By now Julio was tired of sprucing up his gorilla. Since he’d run out of space, he killed time doodling around his previous notes on the page. That was a challenge he enjoyed. He had sketched, for instance, a dog peeing over the name of a former case—State vs. Armendáriz—and a marquee teeming with light bulbs around the name of a former defendant, as though he’d committed a Hollywood crime. He was now tinkering with a steaming witch’s cauldron around which he drew random words and numbers on the page.

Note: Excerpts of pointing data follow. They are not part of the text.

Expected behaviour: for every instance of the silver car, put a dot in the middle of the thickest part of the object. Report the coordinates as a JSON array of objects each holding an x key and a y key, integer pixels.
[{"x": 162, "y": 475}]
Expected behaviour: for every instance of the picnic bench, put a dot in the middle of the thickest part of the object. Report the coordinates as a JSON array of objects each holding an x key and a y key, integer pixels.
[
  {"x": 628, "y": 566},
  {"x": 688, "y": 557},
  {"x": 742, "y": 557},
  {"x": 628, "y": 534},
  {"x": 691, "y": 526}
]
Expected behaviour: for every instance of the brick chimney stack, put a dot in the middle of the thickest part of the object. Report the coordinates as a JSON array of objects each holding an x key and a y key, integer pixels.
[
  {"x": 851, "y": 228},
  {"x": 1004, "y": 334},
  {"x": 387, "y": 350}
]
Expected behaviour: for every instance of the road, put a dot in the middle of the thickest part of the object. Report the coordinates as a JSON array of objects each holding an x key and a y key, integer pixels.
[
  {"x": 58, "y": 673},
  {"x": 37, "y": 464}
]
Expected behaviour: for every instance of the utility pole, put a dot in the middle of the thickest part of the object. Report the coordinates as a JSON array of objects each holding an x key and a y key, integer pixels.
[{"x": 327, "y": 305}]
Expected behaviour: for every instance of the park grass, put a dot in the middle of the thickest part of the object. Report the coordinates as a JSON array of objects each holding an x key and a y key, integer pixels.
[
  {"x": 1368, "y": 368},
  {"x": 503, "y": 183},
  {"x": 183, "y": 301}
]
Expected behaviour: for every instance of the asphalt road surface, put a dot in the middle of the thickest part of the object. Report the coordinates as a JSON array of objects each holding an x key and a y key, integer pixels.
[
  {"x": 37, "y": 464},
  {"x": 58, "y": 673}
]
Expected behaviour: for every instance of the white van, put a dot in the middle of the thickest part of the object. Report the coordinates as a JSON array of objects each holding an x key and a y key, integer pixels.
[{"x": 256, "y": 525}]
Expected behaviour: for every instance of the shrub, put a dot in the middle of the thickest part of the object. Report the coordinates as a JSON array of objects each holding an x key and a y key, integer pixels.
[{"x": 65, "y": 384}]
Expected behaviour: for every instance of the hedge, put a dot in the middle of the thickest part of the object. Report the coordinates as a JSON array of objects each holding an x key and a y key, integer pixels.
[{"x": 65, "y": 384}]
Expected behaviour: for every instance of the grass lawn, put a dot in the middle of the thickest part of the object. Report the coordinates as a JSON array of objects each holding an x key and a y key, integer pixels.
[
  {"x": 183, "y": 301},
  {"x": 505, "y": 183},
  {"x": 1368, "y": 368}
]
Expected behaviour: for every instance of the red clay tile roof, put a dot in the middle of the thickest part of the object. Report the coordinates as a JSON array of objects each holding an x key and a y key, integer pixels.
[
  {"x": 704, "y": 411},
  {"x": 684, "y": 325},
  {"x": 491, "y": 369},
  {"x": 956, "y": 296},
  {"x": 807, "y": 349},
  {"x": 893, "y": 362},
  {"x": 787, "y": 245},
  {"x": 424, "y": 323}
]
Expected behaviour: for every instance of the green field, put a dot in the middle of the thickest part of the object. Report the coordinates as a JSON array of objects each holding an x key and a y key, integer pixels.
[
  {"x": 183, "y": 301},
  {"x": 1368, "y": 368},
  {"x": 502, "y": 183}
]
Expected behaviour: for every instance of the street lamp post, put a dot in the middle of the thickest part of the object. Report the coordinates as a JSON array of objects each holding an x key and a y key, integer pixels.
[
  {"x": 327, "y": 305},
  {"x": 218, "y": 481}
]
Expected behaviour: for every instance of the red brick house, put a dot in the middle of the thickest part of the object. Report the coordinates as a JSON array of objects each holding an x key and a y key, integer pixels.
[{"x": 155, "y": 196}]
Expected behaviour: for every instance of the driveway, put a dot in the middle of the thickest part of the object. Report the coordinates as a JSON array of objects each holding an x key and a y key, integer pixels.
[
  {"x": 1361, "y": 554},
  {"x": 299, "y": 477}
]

All along Julio had been listening absentmindedly to the blind man, raising his eyes to the door from time to time so as not to be surprised by the judge’s entrance—court etiquette required everyone to rise when a judge entered the courtroom. How do people with ten kids keep their sanity when I, with a daughter I barely see, can’t get my life together? he thought.
Julio’s own family project had been tumbling downhill at a steady pace. Katie had been gradually moving his daughter farther and farther away from him—every year and a half, to be exact. New Jersey right after their separation, then Pennsylvania, and now Indiana. West Indiana, to make matters worse. Over the phone his daughter increasingly resorted to English, and he felt constantly disheartened at the tombstone-heavy pauses in their conversation when they had nothing to say. So, Julio resorted to stealing a syllable from his rival’s name every time he had to pronounce it.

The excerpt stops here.